À l’appel d’un collectif de riverains baptisé « Penzé Polluée », un grand rassemblement s’est ainsi tenu le 1er mai dans le village du même nom. Relayé par les associations locales de pêcheurs, des organisations environnementales et des partis politiques comme l’Union démocratique bretonne, l’événement avait pour but d’alerter l’opinion publique, de « libérer la parole » et d’appeler les pouvoirs publics à mettre davantage de moyens dans la lutte contre la pollution.
L’impunité des pollueurs
La Bretagne est l’une des régions agricoles les plus importantes de France. Selon l’Insee, la région produit à elle seule 58 % des porcs français. Cette production considérable de bétail et de volailles destinés à la viande est réalisée dans 25 500 exploitations.

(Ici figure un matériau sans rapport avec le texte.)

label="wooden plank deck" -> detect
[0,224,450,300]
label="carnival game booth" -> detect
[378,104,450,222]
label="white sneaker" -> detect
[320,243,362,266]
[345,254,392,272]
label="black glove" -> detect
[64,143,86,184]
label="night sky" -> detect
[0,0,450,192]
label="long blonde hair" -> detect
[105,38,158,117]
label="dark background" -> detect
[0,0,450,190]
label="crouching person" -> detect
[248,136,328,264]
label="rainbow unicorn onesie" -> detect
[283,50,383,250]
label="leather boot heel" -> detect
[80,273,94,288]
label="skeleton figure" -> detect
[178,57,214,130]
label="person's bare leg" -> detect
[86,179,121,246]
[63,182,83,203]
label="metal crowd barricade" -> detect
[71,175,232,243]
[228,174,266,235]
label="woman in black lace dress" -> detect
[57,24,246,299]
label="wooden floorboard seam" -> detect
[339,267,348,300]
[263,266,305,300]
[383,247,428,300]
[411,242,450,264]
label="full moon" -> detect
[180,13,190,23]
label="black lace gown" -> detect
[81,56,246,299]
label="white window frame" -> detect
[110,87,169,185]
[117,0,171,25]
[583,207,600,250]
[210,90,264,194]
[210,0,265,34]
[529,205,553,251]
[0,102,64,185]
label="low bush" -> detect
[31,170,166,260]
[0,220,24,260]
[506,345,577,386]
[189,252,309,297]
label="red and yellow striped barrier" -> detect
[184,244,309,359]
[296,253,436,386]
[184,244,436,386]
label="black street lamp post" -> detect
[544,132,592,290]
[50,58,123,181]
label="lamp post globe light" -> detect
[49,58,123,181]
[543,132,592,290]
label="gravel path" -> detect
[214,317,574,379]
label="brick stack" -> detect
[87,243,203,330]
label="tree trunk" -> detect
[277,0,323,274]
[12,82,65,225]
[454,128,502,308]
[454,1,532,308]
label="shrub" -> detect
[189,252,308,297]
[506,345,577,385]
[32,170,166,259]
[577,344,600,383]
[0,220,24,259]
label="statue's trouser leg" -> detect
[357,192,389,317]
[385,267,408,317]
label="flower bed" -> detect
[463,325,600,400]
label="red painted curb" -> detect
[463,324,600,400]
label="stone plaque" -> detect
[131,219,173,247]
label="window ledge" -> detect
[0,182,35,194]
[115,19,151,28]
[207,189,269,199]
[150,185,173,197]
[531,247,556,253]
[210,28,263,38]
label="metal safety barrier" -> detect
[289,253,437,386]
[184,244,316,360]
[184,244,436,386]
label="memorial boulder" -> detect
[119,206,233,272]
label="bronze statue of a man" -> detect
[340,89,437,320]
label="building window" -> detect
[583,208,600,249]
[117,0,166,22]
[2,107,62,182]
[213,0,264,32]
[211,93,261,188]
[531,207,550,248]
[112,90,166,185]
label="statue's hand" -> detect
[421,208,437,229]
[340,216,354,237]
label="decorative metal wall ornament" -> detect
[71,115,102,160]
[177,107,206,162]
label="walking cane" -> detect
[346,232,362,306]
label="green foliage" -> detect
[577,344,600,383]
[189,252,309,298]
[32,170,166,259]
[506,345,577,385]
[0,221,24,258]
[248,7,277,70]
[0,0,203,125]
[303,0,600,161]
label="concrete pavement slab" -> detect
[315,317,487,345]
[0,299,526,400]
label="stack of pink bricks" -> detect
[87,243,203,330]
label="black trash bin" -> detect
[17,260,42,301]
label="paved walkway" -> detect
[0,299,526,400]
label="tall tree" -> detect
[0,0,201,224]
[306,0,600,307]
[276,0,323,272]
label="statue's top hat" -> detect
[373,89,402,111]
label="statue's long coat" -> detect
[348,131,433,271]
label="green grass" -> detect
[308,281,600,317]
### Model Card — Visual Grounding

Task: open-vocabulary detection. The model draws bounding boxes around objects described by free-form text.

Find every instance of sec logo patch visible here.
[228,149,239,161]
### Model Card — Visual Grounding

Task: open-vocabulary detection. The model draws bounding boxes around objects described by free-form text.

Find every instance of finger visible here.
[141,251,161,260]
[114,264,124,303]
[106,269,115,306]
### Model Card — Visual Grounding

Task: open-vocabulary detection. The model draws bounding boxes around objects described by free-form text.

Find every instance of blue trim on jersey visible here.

Élevage, abattage, transformation, préparation, fabrication, commerce de gros, toute la filière agroalimentaire y est présente, traitant des millions de tête par an.
Dans un élevage naisseur-engraisseur de taille moyenne, un porc charcutier produit 480 litres de lisier au cours de son existence, une truie 6,2 mètres cubes, ce qui implique d’inscrire la plupart de ces exploitations parmi les Installations classées pour l’environnement (ICPE), censées être suivies par les pouvoirs publics et respecter un certain nombre de normes.
Selon Aria, la base de données du Bureau d’analyse des risques et pollutions industriels (Barpi), 50 % des fuites de lisier enregistrées depuis 2008 auraient pour cause une erreur humaine, 44 % un défaut des équipements ou des installations et 11 % seulement des intempéries.
Cela veut dire que l’écrasante majorité des accidents pourraient être évités, si l’État ne faisait pas preuve d’un laxisme affligeant vis-à-vis des pollueurs.
À Elliant, l’exploitation porcine ayant occasionné la pollution catastrophique de la Jet, en 2018, durant laquelle 50 tonnes de poissons ont été décimées dans une pisciculture voisine, a été récemment relaxé par le tribunal de Quimper, alors que l’éleveur s’en était déjà tiré avec une amende minimale de 1 500 euros pour un accident environnemental similaire en 2012.
À cette relaxe sans justification apparente s’ajoute le poids considérable, en Bretagne, du lobby de la viande, responsable d’un empoisonnement tout aussi important : celui de la vie locale et de la liberté d’informer.